C.  Simultaneous versus delayed closing.

1.  Purposes of a delayed closing. In most instances, the parties would prefer to sign the agreement and close without any delay. However, it is often necessary to delay the closing to provide time to obtain third party and/or governmental consents which are required to consummate the transaction or to facilitate the financing of the transaction. For example, transactions exceeding a certain size require the approval of the Federal Trade Commission, and others necessitate filings with the Securities and Exchange Commission (“SEC”), e.g., where securities of the purchaser are issued as consideration for the transaction in a manner which constitutes a public offering. In addition, the seller and possibly the buyer may need to obtain shareholder consent to the transaction. In such an event, if the seller or the buyer, as the case may be, is a public reporting company, subject to the SEC’s proxy rules, an SEC filing would also be required. The two-part signing and closing allows the parties to reach an agreement as early as possible and attend to these matters after the agreement is signed.

a.  Possible consequences of a delayed closing.
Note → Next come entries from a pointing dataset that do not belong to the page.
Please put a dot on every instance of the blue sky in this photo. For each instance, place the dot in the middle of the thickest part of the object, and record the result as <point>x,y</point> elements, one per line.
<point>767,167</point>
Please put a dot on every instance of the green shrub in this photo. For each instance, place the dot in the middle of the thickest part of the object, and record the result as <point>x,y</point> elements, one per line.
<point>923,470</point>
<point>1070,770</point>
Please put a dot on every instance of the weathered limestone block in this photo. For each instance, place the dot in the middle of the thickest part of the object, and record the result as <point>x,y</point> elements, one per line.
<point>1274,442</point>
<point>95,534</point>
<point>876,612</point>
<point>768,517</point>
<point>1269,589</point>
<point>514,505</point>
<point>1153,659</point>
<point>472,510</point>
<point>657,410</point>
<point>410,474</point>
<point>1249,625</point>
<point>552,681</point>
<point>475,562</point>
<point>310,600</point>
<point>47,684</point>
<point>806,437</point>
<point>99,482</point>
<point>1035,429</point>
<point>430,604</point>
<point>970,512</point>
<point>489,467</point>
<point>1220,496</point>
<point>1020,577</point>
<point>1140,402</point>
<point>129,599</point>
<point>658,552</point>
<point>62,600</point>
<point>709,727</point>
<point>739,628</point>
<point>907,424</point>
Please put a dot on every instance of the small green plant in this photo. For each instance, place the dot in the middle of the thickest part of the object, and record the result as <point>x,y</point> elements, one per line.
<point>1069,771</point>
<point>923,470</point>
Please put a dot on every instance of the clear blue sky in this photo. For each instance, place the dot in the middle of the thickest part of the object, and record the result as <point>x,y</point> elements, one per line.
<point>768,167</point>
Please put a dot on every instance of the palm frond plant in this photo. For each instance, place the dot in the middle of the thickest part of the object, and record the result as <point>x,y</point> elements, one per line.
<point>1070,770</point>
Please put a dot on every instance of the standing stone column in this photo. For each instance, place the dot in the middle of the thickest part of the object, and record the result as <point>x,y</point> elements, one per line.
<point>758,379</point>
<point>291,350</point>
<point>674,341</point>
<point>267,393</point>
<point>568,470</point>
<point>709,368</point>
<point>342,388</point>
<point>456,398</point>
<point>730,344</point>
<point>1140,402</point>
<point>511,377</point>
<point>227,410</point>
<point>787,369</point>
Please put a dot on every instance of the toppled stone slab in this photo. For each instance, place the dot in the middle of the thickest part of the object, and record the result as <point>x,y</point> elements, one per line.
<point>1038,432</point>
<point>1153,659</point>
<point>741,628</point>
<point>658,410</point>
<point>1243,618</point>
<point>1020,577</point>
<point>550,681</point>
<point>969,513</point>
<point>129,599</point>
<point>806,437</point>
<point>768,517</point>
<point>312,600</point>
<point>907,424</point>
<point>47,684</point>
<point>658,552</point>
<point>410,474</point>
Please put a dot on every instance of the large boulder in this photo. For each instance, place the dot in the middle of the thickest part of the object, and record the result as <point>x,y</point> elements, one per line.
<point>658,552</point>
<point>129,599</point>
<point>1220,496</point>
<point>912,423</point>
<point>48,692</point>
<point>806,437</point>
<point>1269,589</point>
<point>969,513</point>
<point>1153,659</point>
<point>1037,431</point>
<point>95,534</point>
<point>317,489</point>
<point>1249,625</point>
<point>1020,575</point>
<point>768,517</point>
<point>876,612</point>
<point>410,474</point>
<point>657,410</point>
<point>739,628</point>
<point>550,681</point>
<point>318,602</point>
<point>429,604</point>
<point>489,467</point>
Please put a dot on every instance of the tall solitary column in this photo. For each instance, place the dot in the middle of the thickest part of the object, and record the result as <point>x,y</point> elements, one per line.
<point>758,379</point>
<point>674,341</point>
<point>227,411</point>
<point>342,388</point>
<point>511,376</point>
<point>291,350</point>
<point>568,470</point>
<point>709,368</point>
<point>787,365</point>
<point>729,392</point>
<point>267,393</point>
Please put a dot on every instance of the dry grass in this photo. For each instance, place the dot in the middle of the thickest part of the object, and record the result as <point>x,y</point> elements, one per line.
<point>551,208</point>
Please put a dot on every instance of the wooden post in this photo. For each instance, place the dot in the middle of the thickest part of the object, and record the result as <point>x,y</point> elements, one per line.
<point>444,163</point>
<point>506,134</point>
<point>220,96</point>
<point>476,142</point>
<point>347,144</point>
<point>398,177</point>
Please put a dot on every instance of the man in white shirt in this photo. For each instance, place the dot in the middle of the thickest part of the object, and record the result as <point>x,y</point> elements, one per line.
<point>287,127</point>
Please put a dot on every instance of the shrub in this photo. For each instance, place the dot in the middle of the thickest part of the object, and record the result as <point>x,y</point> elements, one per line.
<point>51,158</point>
The Delaware Supreme Court held, that in a two step merger, the value added to the business being acquired following a change in majority control and during the transition period “accrues to the benefit of all shareholders and must be included in the appraisal process on the date of the merger.”[2] Accordingly, when a buyer is considering a two step acquisition, the buyer should consider the possibility that dissenting shareholders who do not sell their shares in the first step of an acquisition may be entitled to their pro rata share of the value added to the business being acquired by the buyer during the transition period, thereby forcing the buyer to pay a higher price to such shareholders at the second step of the acquisition than the original price paid.

2.  Effects on the agreement. Acquisition agreements involving a simultaneous signing and closing are much simpler than those involving delayed closings. The reason for this is that the covenants which govern between the signing and the closing and the conditions to closing may be eliminated. For example, no shop provisions, options and break-up fees are only necessary in the event of a delayed closing (see section IIIC “Specific covenants; effects of termination: no shops, options and break-up fees” below). Other than the principal financial terms, only the representations and warranties, the related indemnification provisions and the post closing covenants need to be included in the Agreement.

3.  Disclosure. During the period between the signing and the closing, the buyer is typically given full access to the seller’s books, records and other pertinent data. Prior to the signing, the buyer’s access will be less extensive because of the seller’s reluctance to provide certain information in the absence of a signed agreement.

II.  REPRESENTATIONS AND WARRANTIES.

A.  Seller’s representations. The seller’s representations and warranties serve various purposes from the buyer’s perspective. First, the buyer seeks assurance that the seller has the authority and power to enter into the transaction, and that once the buyer pays the consideration, it will own the business being acquired. Second, the representations serve as a means to acquire information from the seller regarding the nature and value of the business. Representations force the seller to carefully consider and disclose material that may not otherwise be discoverable by the buyer through due diligence. In addition, through the operation of the conditions to closing, the representations provide the buyer with the right to terminate the agreement in the event that any of the representations prove to be false at the time of the closing. The representations also provide the groundwork for indemnification after the closing.

B.  Buyer’s representations. The seller will also want to obtain representations to the effect that the transaction is properly authorized and is binding on the buyer. Aside from these, the form of payment will govern the extent of any other representations and warranties that the seller will require from the buyer.